As for your question about fundamental groups (incidentally, the standard notation is to use a lowercase $\pi$), we only need to look at what happens to a generator of $\pi_1(S^1)$, the loop that goes around once. Since we built $\mathbb{R}P^1$ from $S^1$ essentially by shrinking our circle by a factor of two, we see that the loop that goes around the big circle $S^1$ once will go around the smaller circle $\mathbb{R}P^1$ twice.

You should think about what $\mathbb{R}P^2$ "looks like", as you can do an analogous construction to get a model for $\mathbb{R}P^2$ from $S^2$ like I did for $S^1$. What happens at the boundary gets more interesting, but it's something to think about.

Solution 2:

Why is $\mathbb R \mathbb P^1 \cong S^1$?

$f(e^{i\theta})=e^{i2\theta}$ maps $S^1$ onto $S^1$, it's continuous and $f(e^{i\theta_1})=f(e^{i\theta_1})$ if and only if $|\theta_1 - \theta_2| \in \{0, \pi\}$, i.e. when $e^{i\theta_1}$ and $e^{i\theta_1}$ are antipodal points of $S^1$. By universal property the quotient map $\tilde{f}:S^1/f=\mathbb{R}\mathbb P^1 \to S^1$ is continuos and it's now bijective. Being a continuous map between a compact space (quotient of a compact space) to an Hausdorff space (a subspace of an Hausdorff) it's closed, thus it's a homeomorphism.

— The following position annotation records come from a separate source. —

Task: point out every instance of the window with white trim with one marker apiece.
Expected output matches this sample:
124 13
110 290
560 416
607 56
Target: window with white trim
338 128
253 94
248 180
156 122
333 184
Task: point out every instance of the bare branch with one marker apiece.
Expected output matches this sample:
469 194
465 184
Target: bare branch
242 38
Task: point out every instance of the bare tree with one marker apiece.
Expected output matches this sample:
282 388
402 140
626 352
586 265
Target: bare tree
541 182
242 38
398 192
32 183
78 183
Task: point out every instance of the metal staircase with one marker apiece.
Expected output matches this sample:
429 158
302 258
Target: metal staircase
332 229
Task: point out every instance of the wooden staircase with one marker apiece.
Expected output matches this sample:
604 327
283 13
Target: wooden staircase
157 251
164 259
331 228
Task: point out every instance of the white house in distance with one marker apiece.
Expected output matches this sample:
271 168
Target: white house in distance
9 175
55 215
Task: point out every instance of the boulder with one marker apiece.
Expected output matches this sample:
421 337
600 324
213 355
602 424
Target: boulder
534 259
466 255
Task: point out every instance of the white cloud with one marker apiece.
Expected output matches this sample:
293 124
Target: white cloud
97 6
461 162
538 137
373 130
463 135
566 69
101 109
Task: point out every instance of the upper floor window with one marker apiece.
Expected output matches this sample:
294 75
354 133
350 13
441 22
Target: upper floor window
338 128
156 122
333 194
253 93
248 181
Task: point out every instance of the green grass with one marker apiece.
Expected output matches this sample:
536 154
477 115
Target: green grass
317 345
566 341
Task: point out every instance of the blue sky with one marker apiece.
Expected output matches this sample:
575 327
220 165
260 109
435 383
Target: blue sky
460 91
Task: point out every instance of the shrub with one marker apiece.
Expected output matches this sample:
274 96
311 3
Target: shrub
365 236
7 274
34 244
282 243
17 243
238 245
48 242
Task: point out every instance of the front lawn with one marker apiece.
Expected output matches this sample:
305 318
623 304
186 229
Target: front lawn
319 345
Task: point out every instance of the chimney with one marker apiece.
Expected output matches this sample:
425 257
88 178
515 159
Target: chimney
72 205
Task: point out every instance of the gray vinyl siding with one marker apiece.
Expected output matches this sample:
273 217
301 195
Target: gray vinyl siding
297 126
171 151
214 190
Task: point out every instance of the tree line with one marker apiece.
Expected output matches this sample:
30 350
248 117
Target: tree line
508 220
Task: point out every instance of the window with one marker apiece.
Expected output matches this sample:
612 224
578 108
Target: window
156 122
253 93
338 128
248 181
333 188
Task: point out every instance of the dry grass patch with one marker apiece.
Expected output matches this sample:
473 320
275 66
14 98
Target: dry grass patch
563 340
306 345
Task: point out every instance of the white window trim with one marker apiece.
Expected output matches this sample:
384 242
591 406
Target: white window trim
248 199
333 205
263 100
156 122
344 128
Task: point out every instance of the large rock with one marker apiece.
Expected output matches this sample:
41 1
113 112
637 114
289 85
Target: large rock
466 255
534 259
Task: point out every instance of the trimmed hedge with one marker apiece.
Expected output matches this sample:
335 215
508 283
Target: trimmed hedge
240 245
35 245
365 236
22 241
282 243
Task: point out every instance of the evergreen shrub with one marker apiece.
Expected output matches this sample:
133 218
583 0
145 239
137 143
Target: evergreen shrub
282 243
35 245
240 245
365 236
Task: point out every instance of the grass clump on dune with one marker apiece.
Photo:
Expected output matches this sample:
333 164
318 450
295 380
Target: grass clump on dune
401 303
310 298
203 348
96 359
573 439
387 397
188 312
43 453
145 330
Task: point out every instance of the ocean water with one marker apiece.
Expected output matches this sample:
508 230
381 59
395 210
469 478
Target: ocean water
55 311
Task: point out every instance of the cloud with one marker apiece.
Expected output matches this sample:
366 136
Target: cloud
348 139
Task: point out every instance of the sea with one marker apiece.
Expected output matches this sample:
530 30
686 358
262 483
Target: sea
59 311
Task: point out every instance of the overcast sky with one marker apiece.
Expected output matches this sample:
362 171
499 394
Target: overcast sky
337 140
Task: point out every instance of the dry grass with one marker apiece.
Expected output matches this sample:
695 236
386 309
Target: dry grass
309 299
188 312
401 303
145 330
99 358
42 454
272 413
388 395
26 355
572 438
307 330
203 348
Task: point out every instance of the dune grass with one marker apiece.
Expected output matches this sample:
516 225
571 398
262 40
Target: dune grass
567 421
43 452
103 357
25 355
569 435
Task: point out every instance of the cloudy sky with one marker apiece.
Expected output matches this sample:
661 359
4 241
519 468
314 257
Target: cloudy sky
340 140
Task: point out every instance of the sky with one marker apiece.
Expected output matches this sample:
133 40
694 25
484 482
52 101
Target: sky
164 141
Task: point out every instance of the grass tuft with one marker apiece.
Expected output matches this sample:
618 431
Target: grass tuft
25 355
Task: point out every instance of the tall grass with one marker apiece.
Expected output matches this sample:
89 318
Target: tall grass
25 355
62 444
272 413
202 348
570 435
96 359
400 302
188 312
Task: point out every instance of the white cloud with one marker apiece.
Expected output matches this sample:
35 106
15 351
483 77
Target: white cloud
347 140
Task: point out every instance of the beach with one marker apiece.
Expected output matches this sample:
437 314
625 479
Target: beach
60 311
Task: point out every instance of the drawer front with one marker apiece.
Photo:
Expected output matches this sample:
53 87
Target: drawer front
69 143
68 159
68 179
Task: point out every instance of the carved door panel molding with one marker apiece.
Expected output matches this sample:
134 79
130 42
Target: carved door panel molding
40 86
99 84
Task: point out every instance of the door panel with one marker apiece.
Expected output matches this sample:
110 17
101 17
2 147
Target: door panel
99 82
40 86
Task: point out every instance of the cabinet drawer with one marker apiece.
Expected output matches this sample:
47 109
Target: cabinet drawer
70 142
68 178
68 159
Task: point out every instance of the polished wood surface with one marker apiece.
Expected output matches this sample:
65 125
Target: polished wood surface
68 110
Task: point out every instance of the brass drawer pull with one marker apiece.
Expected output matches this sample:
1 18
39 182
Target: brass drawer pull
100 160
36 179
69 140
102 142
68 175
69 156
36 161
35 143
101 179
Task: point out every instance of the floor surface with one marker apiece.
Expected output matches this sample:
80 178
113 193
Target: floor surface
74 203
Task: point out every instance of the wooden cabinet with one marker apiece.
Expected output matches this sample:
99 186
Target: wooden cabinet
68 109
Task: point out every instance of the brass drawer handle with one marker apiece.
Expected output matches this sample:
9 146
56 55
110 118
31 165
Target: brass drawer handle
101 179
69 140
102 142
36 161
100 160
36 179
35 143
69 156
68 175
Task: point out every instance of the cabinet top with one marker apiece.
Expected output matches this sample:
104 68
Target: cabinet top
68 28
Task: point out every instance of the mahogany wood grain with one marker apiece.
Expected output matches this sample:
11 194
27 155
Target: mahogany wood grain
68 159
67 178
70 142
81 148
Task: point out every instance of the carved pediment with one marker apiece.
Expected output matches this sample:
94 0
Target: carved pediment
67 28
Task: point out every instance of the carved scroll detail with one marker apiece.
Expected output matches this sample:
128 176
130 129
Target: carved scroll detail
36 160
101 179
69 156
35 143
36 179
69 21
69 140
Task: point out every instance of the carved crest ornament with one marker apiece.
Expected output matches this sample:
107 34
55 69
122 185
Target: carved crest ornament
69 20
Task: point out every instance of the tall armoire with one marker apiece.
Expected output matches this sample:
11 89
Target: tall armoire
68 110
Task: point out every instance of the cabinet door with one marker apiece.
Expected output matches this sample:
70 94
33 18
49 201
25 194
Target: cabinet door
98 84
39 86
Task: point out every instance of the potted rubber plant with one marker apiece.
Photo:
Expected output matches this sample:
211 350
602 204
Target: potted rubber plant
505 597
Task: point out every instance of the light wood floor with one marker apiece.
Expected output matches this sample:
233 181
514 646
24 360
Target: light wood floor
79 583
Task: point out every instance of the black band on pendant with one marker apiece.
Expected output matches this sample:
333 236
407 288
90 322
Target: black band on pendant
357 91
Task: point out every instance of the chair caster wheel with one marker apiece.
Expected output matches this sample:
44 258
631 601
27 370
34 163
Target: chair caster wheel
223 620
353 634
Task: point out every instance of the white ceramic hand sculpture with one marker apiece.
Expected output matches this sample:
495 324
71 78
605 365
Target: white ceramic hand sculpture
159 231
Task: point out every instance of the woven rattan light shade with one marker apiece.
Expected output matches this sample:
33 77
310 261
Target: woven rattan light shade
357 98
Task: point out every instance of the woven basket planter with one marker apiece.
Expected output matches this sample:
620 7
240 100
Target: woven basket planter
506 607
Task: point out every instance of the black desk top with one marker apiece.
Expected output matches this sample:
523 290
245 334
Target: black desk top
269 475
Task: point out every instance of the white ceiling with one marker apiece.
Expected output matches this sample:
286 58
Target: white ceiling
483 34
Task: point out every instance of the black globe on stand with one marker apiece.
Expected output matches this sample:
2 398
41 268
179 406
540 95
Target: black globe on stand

Why is $q$ a covering projection?

A standard way to build coverings is to act with a group of homeomorphism on a space with some reasonable hypotesis and see the quotient space as result of a "folding" of the original space on itself. You can prove as an exercise that if $X$ is locally path connected and $G<Hom(X)$ is finite and acts freely on $X$, then the projection to the quotient $\pi:X\to X/G$ is a covering. In our case you can see $\mathbb{R}\mathbb{P}^n = S^n/G$ where $G=<a>$ is the group of order two generated by the antipodal map $a(x)=-x$ of $S^n$, that is a homeomorphism.

In fact, come to think of it, why is real projective space path connected?

The quotient of a path connected space is path connected, in fact if $\pi :X\to Y$ is the projection map and you take $y_1, y_2 \in Y$, than you can choose a path $\alpha$ in $X$ between $x_1 \in \pi^{-1}(y_1)$ and $x_2 \in \pi^{-1}(y_2)$, then $\pi\alpha$ gives a path between $y_1$ and $y_2$. If you know how to prove that $S^n$ is path connected for $n>0$ you are ok.